Mailing-List: contact jena-dev-help@incubator.apache.org; run by ezmlm
Precedence: bulk
Reply-To: jena-dev@incubator.apache.org
Received-SPF: pass (athena.apache.org: local policy)
Message-ID: <4E0C5D98.2080707@epimorphics.com>
Date: Thu, 30 Jun 2011 12:27:20 +0100
From: Andy Seaborne <andy.seaborne@epimorphics.com>
User-Agent: Mozilla/5.0 (X11; U; Linux x86_64; en-US;
 rv:1.9.2.17) Gecko/20110516 Thunderbird/3.1.10
MIME-Version: 1.0
To: jena-dev@incubator.apache.org
Subject: Re: BulkLoader error with large data and fast harddrive
References: <BANLkTimPbne+J-bN52NK2DONfv4Ojm_+Bg@mail.gmail.com>
	<4DFF9FB8.9080006@epimorphics.com>
	<BANLkTikD8EcLYXA-wOfRhjy27c9B_36t3A@mail.gmail.com>
	<4DFFB434.2050405@epimorphics.com>
	<BANLkTimyrpaN1aVV06wR0mVGQU-S9UGTTg@mail.gmail.com>
	<4E0051E7.1000300@epimorphics.com>	<4E09B838.7090004@epimorphics.com>
	<BANLkTi=qeCtKPwqFc51YyFxyawo7YCiJXg@mail.gmail.com>
	<4E0A3A00.5050000@epimorphics.com>
	<BANLkTin=hACy4mzGBUcwG+ogWa4Uuf7cPA@mail.gmail.com>
	<BANLkTik1QJuwb1Pc9PfNH8dcNvpCWXAv4w@mail.gmail.com>
 <BANLkTinJ9A4NLKW-FrXy9dgFW9caNHL-Uw@mail.gmail.com>
In-Reply-To: <BANLkTinJ9A4NLKW-FrXy9dgFW9caNHL-Uw@mail.gmail.com>
Content-Type: text/plain; charset=UTF-8; format=flowed
Content-Transfer-Encoding: 7bit

On 29/06/11 00:36, jp wrote:
> tdbloader2 was able to load the file. Log can be found here
> http://www.kosmyna.com/tdbloader2.log
> I guess the questions now are What's the difference between tdbloader2
> and the test application? and Why does tdbloader fail?

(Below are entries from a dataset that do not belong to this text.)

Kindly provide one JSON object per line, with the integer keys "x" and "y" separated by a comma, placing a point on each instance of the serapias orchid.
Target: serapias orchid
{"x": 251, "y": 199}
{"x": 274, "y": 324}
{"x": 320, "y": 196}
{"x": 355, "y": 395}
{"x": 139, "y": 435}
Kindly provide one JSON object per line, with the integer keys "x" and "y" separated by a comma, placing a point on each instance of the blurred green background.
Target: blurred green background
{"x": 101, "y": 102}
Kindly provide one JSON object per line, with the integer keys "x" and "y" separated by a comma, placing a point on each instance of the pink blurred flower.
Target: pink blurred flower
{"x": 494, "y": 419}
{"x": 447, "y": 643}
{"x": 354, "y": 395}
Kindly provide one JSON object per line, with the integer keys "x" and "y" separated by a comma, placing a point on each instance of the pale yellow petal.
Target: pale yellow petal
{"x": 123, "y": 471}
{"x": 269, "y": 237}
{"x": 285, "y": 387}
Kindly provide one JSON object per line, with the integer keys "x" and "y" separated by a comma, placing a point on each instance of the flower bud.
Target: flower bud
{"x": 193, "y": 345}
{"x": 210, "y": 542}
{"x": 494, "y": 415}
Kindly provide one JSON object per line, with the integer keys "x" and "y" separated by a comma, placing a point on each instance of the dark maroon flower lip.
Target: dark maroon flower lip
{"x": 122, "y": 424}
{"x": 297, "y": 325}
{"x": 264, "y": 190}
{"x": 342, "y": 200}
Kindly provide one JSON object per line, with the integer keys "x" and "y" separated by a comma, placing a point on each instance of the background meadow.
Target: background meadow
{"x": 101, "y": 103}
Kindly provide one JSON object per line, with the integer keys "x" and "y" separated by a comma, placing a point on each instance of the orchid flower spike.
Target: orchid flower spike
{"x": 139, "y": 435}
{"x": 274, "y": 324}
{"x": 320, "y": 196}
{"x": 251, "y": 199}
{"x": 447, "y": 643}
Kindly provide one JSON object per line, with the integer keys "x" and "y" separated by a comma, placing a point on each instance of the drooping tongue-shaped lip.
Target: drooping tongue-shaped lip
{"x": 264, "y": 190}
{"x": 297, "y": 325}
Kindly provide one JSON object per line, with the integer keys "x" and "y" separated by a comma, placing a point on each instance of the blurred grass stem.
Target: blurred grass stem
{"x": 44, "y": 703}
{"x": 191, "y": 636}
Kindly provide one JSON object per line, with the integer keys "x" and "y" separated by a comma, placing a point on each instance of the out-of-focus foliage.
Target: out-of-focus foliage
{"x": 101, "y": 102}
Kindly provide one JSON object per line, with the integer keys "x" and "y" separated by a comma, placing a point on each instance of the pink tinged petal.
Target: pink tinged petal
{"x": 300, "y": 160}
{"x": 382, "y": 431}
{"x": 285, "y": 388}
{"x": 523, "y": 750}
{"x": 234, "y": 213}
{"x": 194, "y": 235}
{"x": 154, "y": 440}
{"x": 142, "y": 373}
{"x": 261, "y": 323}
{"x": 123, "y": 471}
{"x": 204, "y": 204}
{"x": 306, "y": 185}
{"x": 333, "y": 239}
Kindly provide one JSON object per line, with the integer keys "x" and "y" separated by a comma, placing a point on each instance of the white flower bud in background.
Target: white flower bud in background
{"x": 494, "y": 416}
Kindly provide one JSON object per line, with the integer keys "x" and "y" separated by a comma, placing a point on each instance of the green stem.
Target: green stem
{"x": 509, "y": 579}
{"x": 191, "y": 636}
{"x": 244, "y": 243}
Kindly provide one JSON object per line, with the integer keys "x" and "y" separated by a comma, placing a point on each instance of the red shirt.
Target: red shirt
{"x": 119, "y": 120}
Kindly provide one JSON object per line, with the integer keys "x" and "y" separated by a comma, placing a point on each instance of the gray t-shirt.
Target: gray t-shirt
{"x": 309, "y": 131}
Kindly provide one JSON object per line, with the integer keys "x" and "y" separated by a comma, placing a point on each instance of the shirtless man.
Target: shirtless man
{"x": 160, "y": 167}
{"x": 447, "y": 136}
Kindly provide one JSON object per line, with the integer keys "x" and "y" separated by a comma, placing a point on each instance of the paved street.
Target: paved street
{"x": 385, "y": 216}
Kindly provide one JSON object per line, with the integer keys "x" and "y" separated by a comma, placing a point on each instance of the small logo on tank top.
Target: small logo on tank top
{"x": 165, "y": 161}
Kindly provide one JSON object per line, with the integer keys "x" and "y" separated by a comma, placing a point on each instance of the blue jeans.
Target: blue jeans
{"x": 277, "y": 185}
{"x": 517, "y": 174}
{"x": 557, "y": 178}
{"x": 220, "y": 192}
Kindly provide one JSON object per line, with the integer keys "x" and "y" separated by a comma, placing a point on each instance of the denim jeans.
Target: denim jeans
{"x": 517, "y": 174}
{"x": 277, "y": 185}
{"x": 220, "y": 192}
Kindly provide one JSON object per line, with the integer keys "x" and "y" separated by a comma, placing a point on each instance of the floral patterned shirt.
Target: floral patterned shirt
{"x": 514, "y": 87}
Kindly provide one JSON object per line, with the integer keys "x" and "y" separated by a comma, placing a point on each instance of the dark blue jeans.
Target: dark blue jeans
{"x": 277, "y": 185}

tdbloader also works for me on my SSD.

The test application is using the pure Java loader - tdbloader is a 
command line wrapper to that loader.  tdbloader2 is different.

tdbloader in the data phase loads the node table (one index, one object 
file) and the primary triple index (SPO - also an index file).  So it 
has two indexes open, each is a pair of memory mapped files.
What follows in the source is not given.